Extended code snippet:
# Network definition
serialiser = Numpy("nmnist_checkpoints")
network = SequentialNetwork(default_params)
with network:
# Populations
input = InputLayer(SpikeInput(max_spikes=BATCH_SIZE * max_spikes), NUM_INPUT)
hidden = Layer(Dense(Normal(mean=0.078, sd=0.045)),
LeakyIntegrateFire(v_thresh=1.0, tau_mem=20.0,
tau_refrac=None),
NUM_HIDDEN, Exponential(5.0))
output = Layer(Dense(Normal(mean=0.2, sd=0.37)),
LeakyIntegrate(tau_mem=20.0, readout="avg_var"),
NUM_OUTPUT, Exponential(5.0))
# Compilation
max_example_timesteps = int(np.ceil(calc_latest_spike_time(train_spikes)))
compiler = EventPropCompiler(example_timesteps=max_example_timesteps,
losses="sparse_categorical_crossentropy",
optimiser=Adam(1e-2), reg_lambda_upper=1e-9,
reg_lambda_lower = 1e-9, batch_size=BATCH_SIZE)
compiled_net = compiler.compile(network)
# Metrics storage
train_accuracies = []
validation_accuracies = []
# Initialise early stopping
early_stopping = EarlyStopping(patience=20)
# Training
with compiled_net:
start_time = perf_counter()
callbacks = ["batch_progress_bar", Checkpoint(serialiser)]
validation_callbacks = ["batch_progress_bar", Checkpoint(serialiser)]
for epoch in range(11):
train_metrics, validation_metrics, _, _ = compiled_net.train({input: train_spikes},
{output: train_labels},
num_epochs=1, shuffle=True,
callbacks=callbacks,
validation_callbacks=validation_callbacks,
validation_split=0.1)
# recording for each epoch
train_accuracy = train_metrics[output].result # Adjust based on your metrics structure
train_accuracies.append(train_accuracy)
validation_accuracy = validation_metrics[output].result
validation_accuracies.append(validation_accuracy)
print(f"Epoch {epoch + 1}, Training accuracy: {train_accuracy}, Validation accuracy: {validation_accuracy}")
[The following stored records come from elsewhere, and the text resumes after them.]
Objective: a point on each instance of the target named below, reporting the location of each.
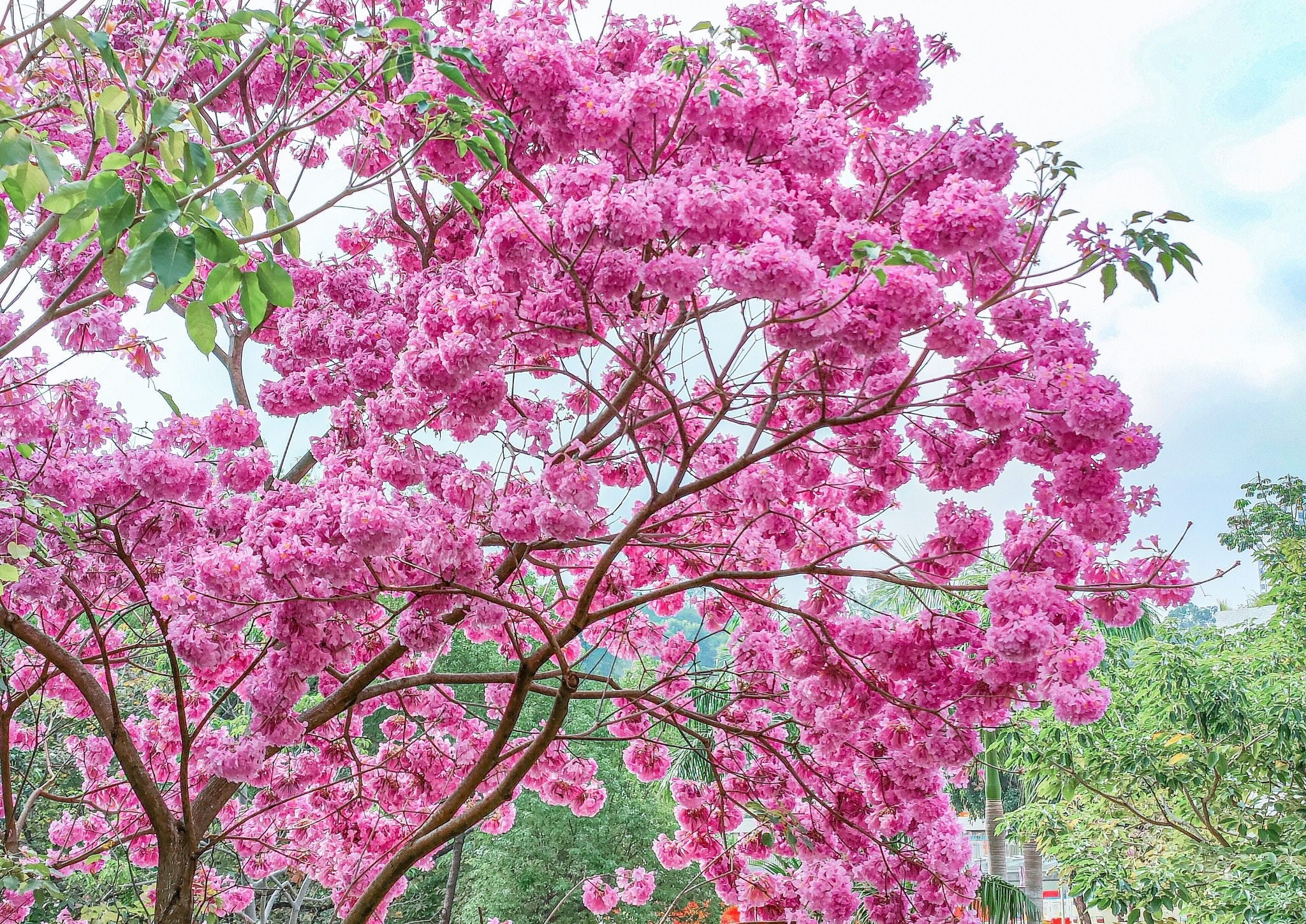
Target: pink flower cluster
(633, 886)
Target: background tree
(1189, 794)
(624, 318)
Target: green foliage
(1270, 521)
(1191, 617)
(1002, 902)
(537, 867)
(527, 872)
(1191, 791)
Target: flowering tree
(634, 323)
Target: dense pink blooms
(599, 895)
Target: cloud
(1270, 163)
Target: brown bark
(451, 884)
(993, 814)
(1082, 910)
(174, 902)
(1033, 862)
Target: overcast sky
(1191, 106)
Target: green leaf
(254, 194)
(138, 264)
(16, 149)
(75, 223)
(113, 98)
(228, 203)
(223, 284)
(24, 184)
(464, 55)
(413, 26)
(115, 218)
(1108, 281)
(172, 258)
(48, 163)
(170, 401)
(214, 246)
(276, 284)
(405, 64)
(64, 198)
(165, 111)
(158, 298)
(1141, 270)
(202, 326)
(105, 126)
(224, 32)
(112, 268)
(282, 216)
(105, 188)
(467, 199)
(198, 165)
(456, 77)
(254, 303)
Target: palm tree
(993, 809)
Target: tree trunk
(174, 886)
(993, 814)
(451, 884)
(1035, 876)
(1082, 909)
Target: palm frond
(1141, 629)
(1002, 902)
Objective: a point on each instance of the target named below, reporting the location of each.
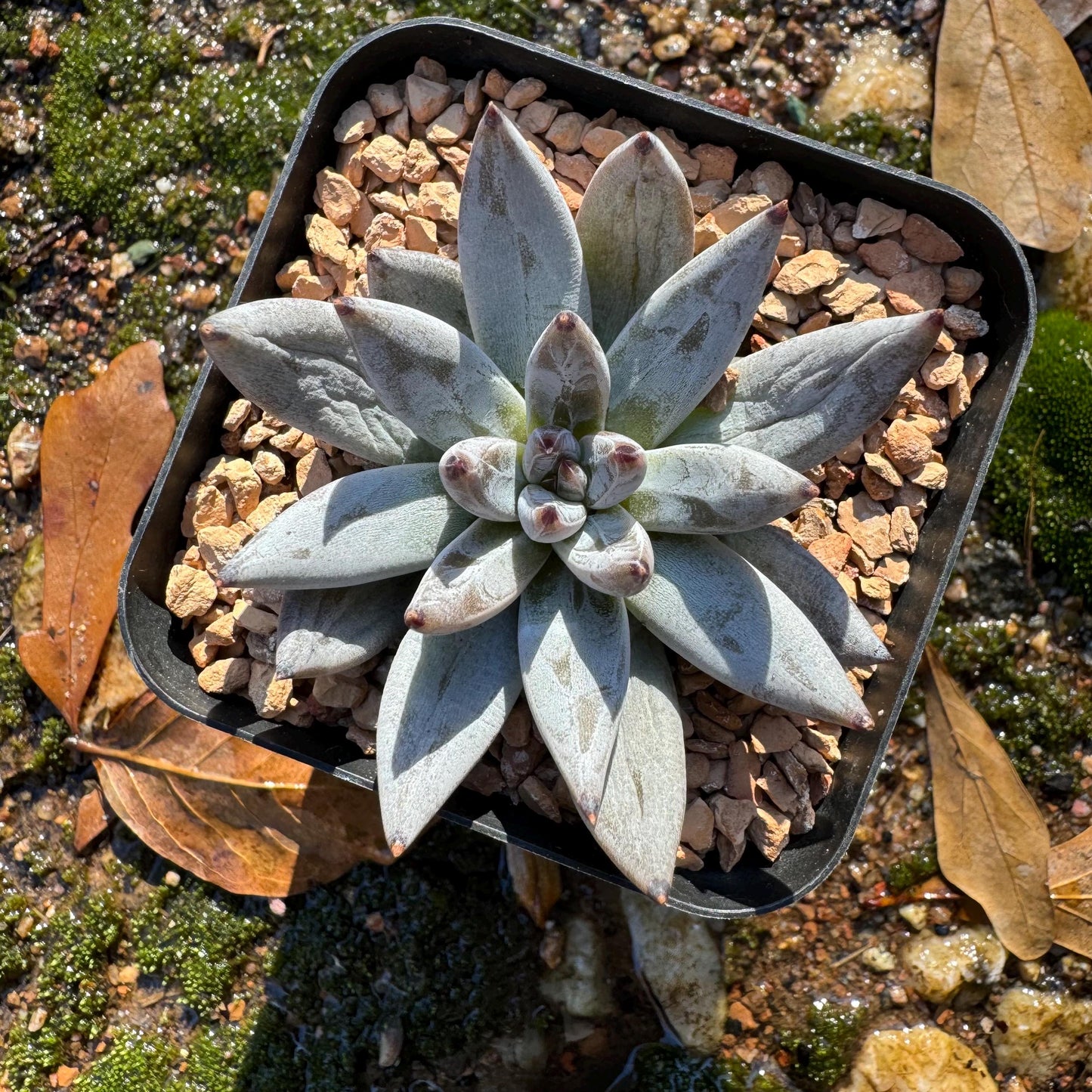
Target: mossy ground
(1047, 452)
(824, 1052)
(868, 134)
(452, 961)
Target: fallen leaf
(1070, 866)
(101, 450)
(235, 814)
(91, 821)
(991, 840)
(1013, 120)
(114, 686)
(1066, 14)
(537, 881)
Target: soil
(240, 994)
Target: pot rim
(756, 887)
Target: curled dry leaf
(1070, 868)
(537, 881)
(230, 812)
(991, 840)
(1013, 122)
(1066, 14)
(101, 450)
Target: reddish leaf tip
(779, 213)
(454, 466)
(210, 333)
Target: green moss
(31, 389)
(138, 93)
(14, 952)
(1047, 449)
(868, 134)
(137, 1060)
(144, 314)
(743, 942)
(454, 962)
(1028, 706)
(198, 936)
(913, 868)
(672, 1069)
(824, 1052)
(51, 755)
(509, 15)
(213, 1060)
(14, 682)
(14, 31)
(71, 988)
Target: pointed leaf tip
(484, 476)
(428, 283)
(803, 400)
(211, 333)
(474, 578)
(429, 375)
(444, 702)
(636, 226)
(728, 618)
(611, 552)
(574, 657)
(546, 518)
(711, 488)
(640, 821)
(518, 247)
(677, 345)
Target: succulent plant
(545, 458)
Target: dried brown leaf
(537, 881)
(233, 812)
(1013, 122)
(101, 450)
(1070, 865)
(991, 840)
(1066, 14)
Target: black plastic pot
(157, 645)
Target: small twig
(849, 957)
(86, 747)
(53, 234)
(268, 37)
(1030, 521)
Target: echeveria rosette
(547, 462)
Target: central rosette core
(567, 478)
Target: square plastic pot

# Check if we should stop training
if early_stopping.should_stop(validation_accuracy):
print(f"Early stopping triggered after {epoch + 1} epochs")
break
# Plotting the learning curve
plt.figure(figsize=(10, 5))
plt.plot(train_accuracies, label='Training Accuracy')
plt.xlabel('Epochs')
plt.ylabel('Accuracy')
plt.title('Learning Curve')
plt.legend()
plt.ylim(0, 1)
plt.show()
end_time = perf_counter()
print(f"Train Accuracy = {100 * train_metrics[output].result}%")
print(f"Validation Accuracy = {100 * validation_metrics[output].result}%")
print(f"Time = {end_time - start_time}s")
best_epoch = validation_accuracies.index(max(validation_accuracies))+1
# Preprocess the testing data
test_spikes = []
test_labels = []
for i in range(len(nmnist_test)):
events, label = nmnist_test[i]
processed_test_spikes = preprocess_tonic_spikes(events, nmnist_test.ordering, nmnist_test.sensor_size)
test_spikes.append(processed_test_spikes)
test_labels.append(label)
# Evaluate
network.load((10,), serialiser) # Load weights from the best epoch
compiler = InferenceCompiler(evaluate_timesteps=max_example_timesteps,
batch_size=BATCH_SIZE)
compiled_net = compiler.compile(network)
with compiled_net:
compiled_net.evaluate({input: test_spikes}, {output: test_labels})
# Evaluate model on numpy dataset
start_time = perf_counter()
metrics, _ = compiled_net.evaluate({input: test_spikes},
{output: test_labels})
# Get predicted outputs
# predictions = compiled_net.get_readout(list(test_labels))
# predicted_classes = np.argmax(predictions, axis=1)
end_time = perf_counter()
print(f"Accuracy = {100 * metrics[output].result}%")
print(f"Time = {end_time - start_time}s")
As shown in the screenshot example run, training accuracy is 0.9925 which translates to 99.25%, test accuracy is 0.8397 = 83.97% but the validation accuracy seems to be off by a factor of 100, or perhaps isn't correct at all giving 0.00816 = 0.816% Please let me know if you need me to provide any further information or code. Thank you very much in advance.